The Prime Minister of Australia said that the state of Queensland should take charge of their state health system but the federal government should hold a ransom in exchange for money at the domestic border.
Prime Minister Scott Morrison said he would not respond to “shaking politics” during the epidemic and criticized Queensland’s Premier Anastasia Pallaszuk for threatening to close the border if they did not receive more public health funding.
“He’s going to have to take it with the people of Queensland then. I mean, at this point I’m going to say, ‘I’m going to demand a ransom from the federal government and extort money from them on the basis of Covid; I don’t think that’s the right way to go.’ Morrison said Nine’s Today show this morning.
“We’re not going to respond like this, ‘give me money, if not’ type demands, and that’s it.”
Palaskzuk said on Oct. 1 that the state would not “necessarily” open its borders once the state has been vaccinated 100 percent due to concerns about whether hospitals could deal with the case of Covid-1 cases.
“The capacity of hospitals needs to be increased and this requires additional federal government funding to increase the number of (cases),” Palaskzuk told the press. “It will be unprecedented … so we have to be prepared.”
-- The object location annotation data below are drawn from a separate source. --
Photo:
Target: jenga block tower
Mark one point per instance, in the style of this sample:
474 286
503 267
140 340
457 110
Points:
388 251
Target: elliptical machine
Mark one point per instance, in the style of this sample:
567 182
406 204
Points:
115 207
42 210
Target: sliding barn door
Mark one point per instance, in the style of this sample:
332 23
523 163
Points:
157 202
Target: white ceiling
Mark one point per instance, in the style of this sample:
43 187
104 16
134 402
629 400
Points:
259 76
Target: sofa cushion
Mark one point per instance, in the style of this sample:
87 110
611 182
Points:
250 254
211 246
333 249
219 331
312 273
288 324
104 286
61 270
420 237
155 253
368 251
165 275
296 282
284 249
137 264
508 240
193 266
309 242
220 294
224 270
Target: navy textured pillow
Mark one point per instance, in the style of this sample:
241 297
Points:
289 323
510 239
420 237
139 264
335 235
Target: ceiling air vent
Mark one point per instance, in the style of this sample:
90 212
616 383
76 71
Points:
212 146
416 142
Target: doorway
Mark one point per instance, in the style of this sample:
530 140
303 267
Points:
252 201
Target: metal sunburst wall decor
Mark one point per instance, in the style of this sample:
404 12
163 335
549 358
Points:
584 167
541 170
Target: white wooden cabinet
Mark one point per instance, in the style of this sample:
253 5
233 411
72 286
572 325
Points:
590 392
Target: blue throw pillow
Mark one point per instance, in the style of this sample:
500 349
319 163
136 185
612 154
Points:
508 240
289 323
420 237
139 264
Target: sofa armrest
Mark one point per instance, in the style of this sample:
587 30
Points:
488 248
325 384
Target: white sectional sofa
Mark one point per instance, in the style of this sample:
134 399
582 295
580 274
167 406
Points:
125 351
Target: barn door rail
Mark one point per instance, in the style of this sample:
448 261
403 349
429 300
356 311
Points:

But Morrison said the federal government has already increased funding for Queensland Hospital by almost 100 per cent, more than double that of the state government.
He also quoted Chief Health Officer Janet Young as saying that, unlike Plattskuk, the QLD would be able to deal with surrogacy in the case of hospital systems.
“So they need to start and run their public hospital system and not have to find excuses about it, just keep working and be responsible,” Morrison said.
Morrison said other states such as New South Wales, Victoria and the Act are “continuing it”, so Queensland will face challenges and responsibilities for their own health care system.
On Monday, Queensland Deputy Premier Steven Miles said each state had requested additional assistance from the federal government for their hospitals, meaning their request was not out of line.
“Our hospitals are run jointly and funded,” Miles said. “They are financed under a national partnership agreement – partnership is the key word there.”
He said before the outbreak of the epidemic, the federal government had artificially limited funding growth to .5.5 percent, which would reduce the hospital’s ability to meet demand if the state reopened.
“While our hospitals are being funded for the partnership, we want the federal government to increase their contribution to that partnership.”
Queensland is the only eastern state that has yet to draw up a roadmap for a concrete reopening, backtracking on its commitment to the Palajjuk national reopening plan.
In September, Palazczuk indicated that the state border would remain closed in its southern neighbor New South Wales until children under the age of 12 were also vaccinated.